If you're a crate digger like I am, there's nothing more disappointing then dropping a needle on a record and having it sound like it came from the trash heap.
And yet, vinyl collectors are a committed bunch. They keep on buying, even if the medium can be fragile. The scratches sometimes even bring an authenticity or richness that super-clean CD or digital technology lacks.
And it seems like more people are starting to appreciate the vintage-style format. In the United Kingdom this month, more money was spent on vinyl records than on digital downloads for the first time. The shift represents eight consecutive years of growth for a format that, decades ago, was dying.

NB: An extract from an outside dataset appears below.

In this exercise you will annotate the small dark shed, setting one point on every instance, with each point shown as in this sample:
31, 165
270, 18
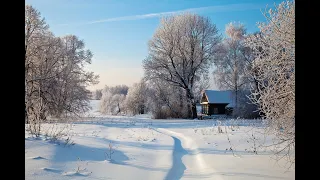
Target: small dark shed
216, 102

Alan Scholefield co-owns Honest Jon's, a record shop on Portobello Road in London.
His store specializes in ska and reggae. And while sales have never really gone down at his shop, he has noticed more and more teenagers coming into Honest Jon's buying vinyl, especially new releases.
The demand is keeping record plants humming around the clock. And that too has impacted Scholefield's business. You see, Honest Jon's is a label, too. They press limited edition records. "One of the kind of weird effects of this vinyl buzz has made it actually quite hard to find a plant to press your record," he says.
Honest Jon's has always played a big part in the community in and around Portobello Road. "Record stores are like that," says Scholefield.
Not only is it a big shopping area for tourists, but "it's one of the areas, post World War II, West Indian immigration came," says Scholefield. "Jamaicans, Trinidadians, St. Lucians, etc. ... so it has been a multi-ethnic area from back in the day when lots of parts of London weren't diverse."
And so, the store catered to the musical tastes of its immigrant community, and those communities in turn would buy music that no one else in town was selling.
Time has certainly made this a win-win for everyone involved.